EN We must give them the space to tell us about their experiences, we must believe them, and we must support them in their fight against racism
"must be protected" em inglês pode ser traduzido nas seguintes palavras/frases turco:
EN We must give them the space to tell us about their experiences, we must believe them, and we must support them in their fight against racism
TR Yaşadıklarını anlatmaları için onlara alan tanımalı, onlara inanmalı ve ırkçılığa karşı mücadelede onları desteklemeliyiz
inglês | turco |
---|---|
and | ve |
give | için |
EN Remember to follow the guidance in the IRAP PROTECTED package, available on AWS Artifact, before using this solution to store PROTECTED data.

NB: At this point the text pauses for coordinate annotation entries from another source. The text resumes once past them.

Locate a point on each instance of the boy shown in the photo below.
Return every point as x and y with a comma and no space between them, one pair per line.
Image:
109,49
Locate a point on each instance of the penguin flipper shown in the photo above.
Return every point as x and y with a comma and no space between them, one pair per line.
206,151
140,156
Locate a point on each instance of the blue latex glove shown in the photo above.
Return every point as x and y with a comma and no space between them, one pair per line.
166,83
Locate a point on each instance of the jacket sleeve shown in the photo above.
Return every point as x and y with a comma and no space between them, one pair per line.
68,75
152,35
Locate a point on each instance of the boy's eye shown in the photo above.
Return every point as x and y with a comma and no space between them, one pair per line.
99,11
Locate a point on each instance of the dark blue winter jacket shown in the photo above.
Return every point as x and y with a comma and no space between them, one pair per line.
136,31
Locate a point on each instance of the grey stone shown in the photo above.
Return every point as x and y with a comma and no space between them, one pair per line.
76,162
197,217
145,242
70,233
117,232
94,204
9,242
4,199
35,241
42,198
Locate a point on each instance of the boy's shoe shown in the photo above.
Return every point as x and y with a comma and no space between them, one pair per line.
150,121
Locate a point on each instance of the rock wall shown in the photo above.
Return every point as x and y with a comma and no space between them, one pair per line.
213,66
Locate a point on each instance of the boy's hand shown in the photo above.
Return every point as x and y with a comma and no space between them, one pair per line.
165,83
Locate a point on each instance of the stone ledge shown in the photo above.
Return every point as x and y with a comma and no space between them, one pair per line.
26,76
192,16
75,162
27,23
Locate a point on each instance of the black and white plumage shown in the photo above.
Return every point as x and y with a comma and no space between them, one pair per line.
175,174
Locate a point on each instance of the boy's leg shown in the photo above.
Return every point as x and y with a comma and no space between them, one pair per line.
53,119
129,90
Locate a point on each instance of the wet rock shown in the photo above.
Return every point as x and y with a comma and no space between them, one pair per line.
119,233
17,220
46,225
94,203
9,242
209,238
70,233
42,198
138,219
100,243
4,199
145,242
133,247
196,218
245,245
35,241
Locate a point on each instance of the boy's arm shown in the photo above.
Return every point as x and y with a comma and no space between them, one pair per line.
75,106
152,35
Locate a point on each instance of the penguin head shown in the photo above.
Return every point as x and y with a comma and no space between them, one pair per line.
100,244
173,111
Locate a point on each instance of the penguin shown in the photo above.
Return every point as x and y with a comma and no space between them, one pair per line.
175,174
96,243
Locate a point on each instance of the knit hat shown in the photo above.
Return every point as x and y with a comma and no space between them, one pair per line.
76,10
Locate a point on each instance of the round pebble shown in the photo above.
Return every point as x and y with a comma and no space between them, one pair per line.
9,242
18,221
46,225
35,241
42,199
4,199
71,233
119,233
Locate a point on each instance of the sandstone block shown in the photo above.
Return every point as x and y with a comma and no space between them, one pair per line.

TR KORUMALI verileri depolamak için bu çözümü kullanmadan önce, AWS Artifact üzerinde bulunan IRAP KORUMALI paketindeki kılavuzu izlemeyi unutmayın.
inglês | turco |
---|---|
irap | irap |
aws | aws |
data | verileri |
solution | çözümü |
artifact | artifact |
this | bu |
to | için |
EN The identity and brand of its organization is a fundamental asset that must be protected from phishers
TR Kuruluşunun kimliği ve markası, kimlik avcılarından korunması gereken temel bir varlıktır
inglês | turco |
---|---|
organization | kuruluş |
must | gereken |
and | ve |
identity | kimliği |
a | bir |
EN The identity and brand of its organization is a fundamental asset that must be protected from phishers
TR Kuruluşunun kimliği ve markası, kimlik avcılarından korunması gereken temel bir varlıktır
inglês | turco |
---|---|
organization | kuruluş |
must | gereken |
and | ve |
identity | kimliği |
a | bir |
EN Applicant organizations must be non-profit and non-governmental organizations. NGOs wishing to apply for a grant must make registration online first.

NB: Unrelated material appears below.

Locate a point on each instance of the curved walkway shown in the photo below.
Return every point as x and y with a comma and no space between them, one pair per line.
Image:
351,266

TR Başvuruda bulunacak olan kuruluşlar kar amacı gütmeyen ve sivil toplum örgütleri olmalıdır. Hibe başvurusunda bulunmak isteyen STK’ lar, öncelikle çevrimiçi kayıt yaptırmalıdır.
inglês | turco |
---|---|
non-profit | kar amacı gütmeyen |
and | ve |
grant | hibe |
registration | kayıt |
online | çevrimiçi |
organizations | örgütleri |
first | öncelikle |
must | olmalıdır |
a | olan |
EN "Grilled octopus is a must. Love the Greek salad too. Their new dessert: fried doughnut is recommended for less sweet preference, otherwise go for Baklava :d Cocktail: Aphrodite - Greek must have."

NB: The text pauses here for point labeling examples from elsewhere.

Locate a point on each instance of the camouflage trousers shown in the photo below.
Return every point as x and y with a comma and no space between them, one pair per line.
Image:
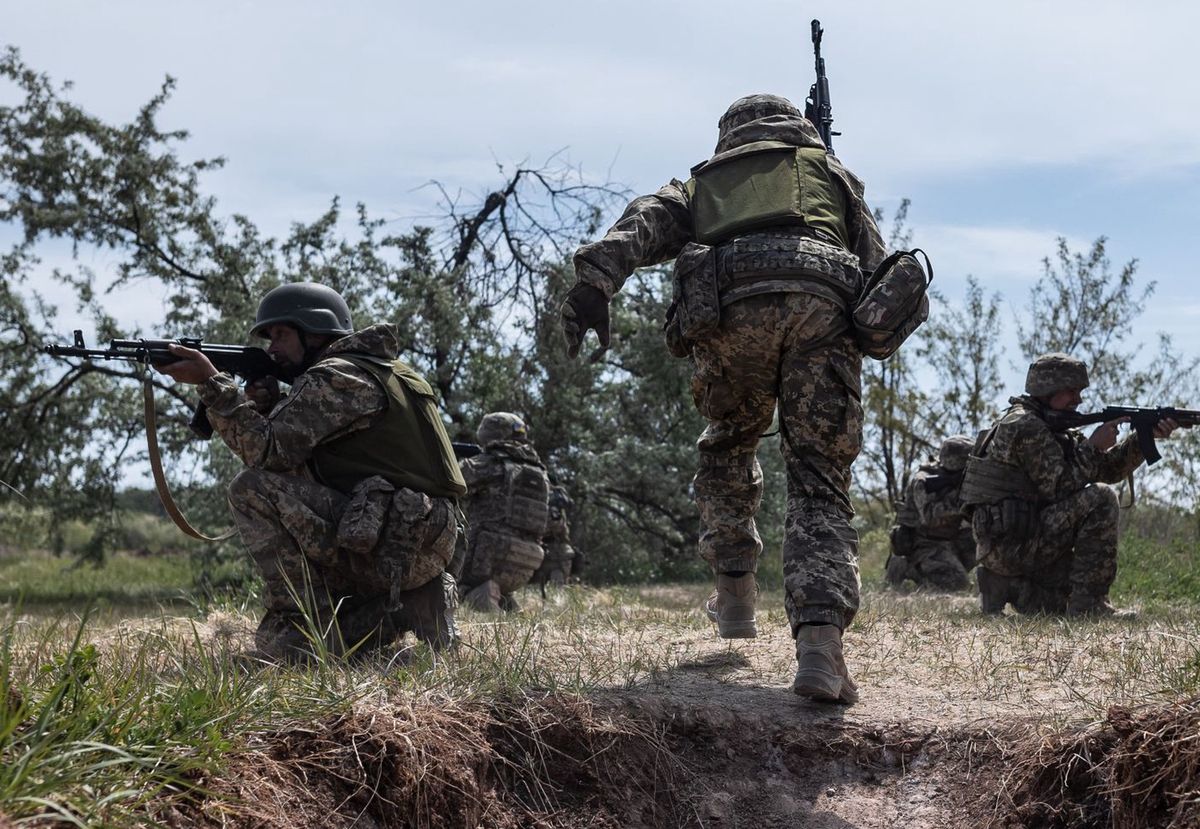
1072,557
789,350
357,560
939,563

TR "Muhteşem bir yer! Porsiyonlar çok bol, meze söylerken aşırıya kaçmayın çünkü bitiremezsiniz! Dolması, hamsisi, balıkları; Singapur’da memleket esintisi resmen ????"
inglês | turco |
---|---|
a | bir |
have | ya |
EN "Grilled octopus is a must. Love the Greek salad too. Their new dessert: fried doughnut is recommended for less sweet preference, otherwise go for Baklava :d Cocktail: Aphrodite - Greek must have."
TR "Muhteşem bir yer! Porsiyonlar çok bol, meze söylerken aşırıya kaçmayın çünkü bitiremezsiniz! Dolması, hamsisi, balıkları; Singapur’da memleket esintisi resmen ????"
inglês | turco |
---|---|
a | bir |
have | ya |
EN "Grilled octopus is a must. Love the Greek salad too. Their new dessert: fried doughnut is recommended for less sweet preference, otherwise go for Baklava :d Cocktail: Aphrodite - Greek must have."
TR "Muhteşem bir yer! Porsiyonlar çok bol, meze söylerken aşırıya kaçmayın çünkü bitiremezsiniz! Dolması, hamsisi, balıkları; Singapur’da memleket esintisi resmen ????"
inglês | turco |
---|---|
a | bir |
have | ya |
EN "Grilled octopus is a must. Love the Greek salad too. Their new dessert: fried doughnut is recommended for less sweet preference, otherwise go for Baklava :d Cocktail: Aphrodite - Greek must have."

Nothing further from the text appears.